Desde el Ministerio Publico Fiscal, avanzan a la vez con una causa que la Brigada de Investigaciones viene trabajando a partir de una denuncia de una madre en la que dos hermanos de 24 y 39 años mantenían conversaciones de alto contenido sexual con su hija de 13 años, a quien amenazaban para que les enviara videos y fotos de ella desnuda.

La causa de grooming es instruida por el fiscal Martín Cárcamo e investigada por personal de la Brigada, especializado en este tipo de delito informático. Se supo que los hermanos conocían a la víctima a raíz culto religioso de la familia. En la iglesia en la que tomaron contacto con la niña, uno de los hermanos era denominado “profeta” y tenía como principal misión afianzar las relaciones entre los grupos de jóvenes.

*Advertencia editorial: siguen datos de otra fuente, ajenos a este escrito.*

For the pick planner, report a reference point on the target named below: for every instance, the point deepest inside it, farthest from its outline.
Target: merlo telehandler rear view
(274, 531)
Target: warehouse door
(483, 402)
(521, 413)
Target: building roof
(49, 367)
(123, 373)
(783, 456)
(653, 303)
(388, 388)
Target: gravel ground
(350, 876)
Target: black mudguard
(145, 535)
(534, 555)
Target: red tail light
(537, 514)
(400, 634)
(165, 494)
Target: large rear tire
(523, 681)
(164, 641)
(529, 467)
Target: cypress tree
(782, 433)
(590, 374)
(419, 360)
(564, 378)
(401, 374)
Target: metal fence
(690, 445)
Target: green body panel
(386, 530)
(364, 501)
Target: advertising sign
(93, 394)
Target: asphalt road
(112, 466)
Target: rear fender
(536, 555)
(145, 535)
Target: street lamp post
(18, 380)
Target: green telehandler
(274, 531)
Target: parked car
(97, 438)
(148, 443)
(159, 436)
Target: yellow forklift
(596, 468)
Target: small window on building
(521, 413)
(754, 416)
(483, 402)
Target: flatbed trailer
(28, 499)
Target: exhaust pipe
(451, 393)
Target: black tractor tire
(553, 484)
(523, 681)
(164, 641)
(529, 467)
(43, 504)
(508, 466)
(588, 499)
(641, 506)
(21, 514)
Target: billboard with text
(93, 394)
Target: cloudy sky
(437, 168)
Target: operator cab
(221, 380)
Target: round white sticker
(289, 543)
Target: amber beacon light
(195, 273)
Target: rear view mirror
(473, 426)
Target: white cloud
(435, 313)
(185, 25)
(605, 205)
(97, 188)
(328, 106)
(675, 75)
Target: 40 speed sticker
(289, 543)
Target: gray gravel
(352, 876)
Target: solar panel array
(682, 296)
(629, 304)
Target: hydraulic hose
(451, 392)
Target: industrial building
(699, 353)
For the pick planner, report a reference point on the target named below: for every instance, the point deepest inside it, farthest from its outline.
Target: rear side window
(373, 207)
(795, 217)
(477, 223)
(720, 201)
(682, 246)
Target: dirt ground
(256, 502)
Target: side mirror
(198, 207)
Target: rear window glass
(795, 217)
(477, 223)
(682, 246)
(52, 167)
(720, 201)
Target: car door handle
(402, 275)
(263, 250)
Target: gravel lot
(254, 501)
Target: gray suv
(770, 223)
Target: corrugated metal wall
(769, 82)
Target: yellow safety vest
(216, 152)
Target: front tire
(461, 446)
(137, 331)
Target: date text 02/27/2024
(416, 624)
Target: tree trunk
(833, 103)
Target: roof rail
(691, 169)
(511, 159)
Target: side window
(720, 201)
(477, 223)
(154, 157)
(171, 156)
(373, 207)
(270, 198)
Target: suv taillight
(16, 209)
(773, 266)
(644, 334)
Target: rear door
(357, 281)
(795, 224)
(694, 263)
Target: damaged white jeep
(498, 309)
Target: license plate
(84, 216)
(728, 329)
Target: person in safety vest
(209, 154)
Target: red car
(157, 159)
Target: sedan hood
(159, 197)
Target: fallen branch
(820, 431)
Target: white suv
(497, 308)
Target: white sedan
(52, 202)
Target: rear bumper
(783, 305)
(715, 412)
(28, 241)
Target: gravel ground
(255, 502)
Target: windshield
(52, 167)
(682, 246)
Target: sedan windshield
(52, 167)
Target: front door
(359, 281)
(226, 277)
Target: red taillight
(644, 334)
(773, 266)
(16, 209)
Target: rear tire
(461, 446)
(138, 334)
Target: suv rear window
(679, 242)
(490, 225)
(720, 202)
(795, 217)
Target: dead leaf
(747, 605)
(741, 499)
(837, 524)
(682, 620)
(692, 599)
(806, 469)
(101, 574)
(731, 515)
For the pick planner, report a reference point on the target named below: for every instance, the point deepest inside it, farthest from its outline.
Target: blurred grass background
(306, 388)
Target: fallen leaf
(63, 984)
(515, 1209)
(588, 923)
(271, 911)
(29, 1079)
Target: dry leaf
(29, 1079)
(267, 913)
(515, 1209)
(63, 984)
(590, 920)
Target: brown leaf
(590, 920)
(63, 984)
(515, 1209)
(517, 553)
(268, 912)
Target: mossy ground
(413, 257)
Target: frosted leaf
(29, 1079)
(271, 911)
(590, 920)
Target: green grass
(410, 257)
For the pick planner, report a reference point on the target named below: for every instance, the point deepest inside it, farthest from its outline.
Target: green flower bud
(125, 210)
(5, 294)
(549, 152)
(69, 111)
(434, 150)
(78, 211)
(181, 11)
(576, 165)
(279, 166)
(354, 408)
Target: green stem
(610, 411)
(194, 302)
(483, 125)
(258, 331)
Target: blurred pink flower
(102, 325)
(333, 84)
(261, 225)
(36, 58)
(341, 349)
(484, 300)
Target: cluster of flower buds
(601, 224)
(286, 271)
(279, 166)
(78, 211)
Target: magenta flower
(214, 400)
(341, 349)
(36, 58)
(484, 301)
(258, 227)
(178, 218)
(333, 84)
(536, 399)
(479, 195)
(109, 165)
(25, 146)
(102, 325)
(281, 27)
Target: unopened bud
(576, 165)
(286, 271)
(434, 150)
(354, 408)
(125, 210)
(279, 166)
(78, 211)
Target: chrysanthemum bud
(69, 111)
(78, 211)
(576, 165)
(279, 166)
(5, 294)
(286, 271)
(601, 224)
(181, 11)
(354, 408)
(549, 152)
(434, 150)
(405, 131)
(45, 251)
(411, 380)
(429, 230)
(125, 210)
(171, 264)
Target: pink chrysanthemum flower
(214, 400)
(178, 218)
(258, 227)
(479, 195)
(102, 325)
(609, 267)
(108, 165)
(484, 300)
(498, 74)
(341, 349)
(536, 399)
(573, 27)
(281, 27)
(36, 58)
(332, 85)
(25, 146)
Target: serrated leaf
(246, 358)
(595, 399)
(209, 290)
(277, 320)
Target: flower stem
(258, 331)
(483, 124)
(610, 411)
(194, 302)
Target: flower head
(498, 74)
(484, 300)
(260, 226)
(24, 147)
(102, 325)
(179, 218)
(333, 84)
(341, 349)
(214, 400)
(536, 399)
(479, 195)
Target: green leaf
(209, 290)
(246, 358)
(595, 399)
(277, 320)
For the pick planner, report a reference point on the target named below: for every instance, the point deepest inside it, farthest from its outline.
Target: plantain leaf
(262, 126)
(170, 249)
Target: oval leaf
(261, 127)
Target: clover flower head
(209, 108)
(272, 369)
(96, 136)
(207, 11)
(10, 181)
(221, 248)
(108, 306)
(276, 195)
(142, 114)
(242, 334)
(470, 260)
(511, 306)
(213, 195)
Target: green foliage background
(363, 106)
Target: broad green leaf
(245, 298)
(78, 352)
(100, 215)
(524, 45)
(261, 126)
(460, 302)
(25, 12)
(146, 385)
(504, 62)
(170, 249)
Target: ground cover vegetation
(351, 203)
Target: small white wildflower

Las fotos y los videos que la niña mandaba a los depravados ya están en manos de los investigadores y se secuestraron pen drives y computadoras para determinar si también existieron otras víctimas ya que el sospechoso tenía contacto con muchas jóvenes de la iglesia.

La madre se enteró de la situación a raíz de que su hermanita de 11 años le encontrase en el teléfono celular los videos y las fotos que su hermana enviaba y también las fotos que los depravados intercambiaban. Lo que ahora se busca es probar si luego el contenido de esos videos era distribuido como pornografía infantil.